Impacto direto na aprendizagem

Para Bernardo Baião, coordenador de Políticas Educacionais do Todos Pela Educação, o debate sobre infraestrutura vai além do aspecto físico. “A principal mensagem do estudo em relação à infraestrutura é que a garantia dela nas escolas é não só uma questão de assegurar direitos fundamentais. Mas é um componente essencial para promover tanto o pertencimento dos estudantes ao ambiente escolar, que a gente sabe que muitas vezes é difícil, e garante melhoria na aprendizagem”, disse.

A desigualdade se repete em outros indicadores críticos. No Acre e em Roraima, três em cada dez escolas não têm acesso à água potável. No Amazonas e no Acre, um terço das unidades carece de energia elétrica. Já em Roraima, 25% das escolas não possuem sequer banheiro. Para Baião, a superação desses gargalos depende de articulação entre diferentes áreas de governo. “Acre e Roraima são estados que têm grandes desafios em relação ao acesso à água potável. São duas grandes políticas públicas que necessitam uma articulação intersetorial”, defendeu.

Formação e valorização de professores

O anuário também chama atenção para a formação docente. Entre 2014 e 2024, o percentual de professores com licenciatura ou bacharelado com complementação pedagógica subiu de 56,6% para 75,3%. Apesar do avanço, ainda há fragilidades: na educação infantil, quase 20% das crianças são atendidas por docentes sem diploma de ensino superior.

Outro problema apontado é a desvalorização salarial. “Quando a gente olha para os dados das redes de ensino pelo país, cerca de 30% dessas redes ainda não pagam o piso salarial definido nacionalmente. Então, é um problema de atratividade e valorização”, ressaltou Baião.
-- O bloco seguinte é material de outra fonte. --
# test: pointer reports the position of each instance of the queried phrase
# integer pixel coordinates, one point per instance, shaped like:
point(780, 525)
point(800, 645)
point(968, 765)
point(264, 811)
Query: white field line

A resposta do governo federal

O Ministério da Educação informou ter destinado, em 2024, mais de R$ 80 milhões para infraestrutura de escolas da zona rural, por meio do Programa Dinheiro Direto na Escola (PDDE). Ao todo, 2.333 unidades foram contempladas.

Na área de valorização docente, a pasta destaca o Programa Mais Professores e a Prova Nacional Docente (PND), criada para elevar a qualidade da formação. Segundo o MEC, 22 unidades da federação e 1.508 municípios já aderiram ao exame.

Apesar dos esforços, o ministério lembra que a oferta da educação básica é responsabilidade de estados e municípios, como determina a legislação brasileira. O anuário reforça, no entanto, que a falta de infraestrutura e a precarização docente permanecem como barreiras centrais para a qualidade da educação no país.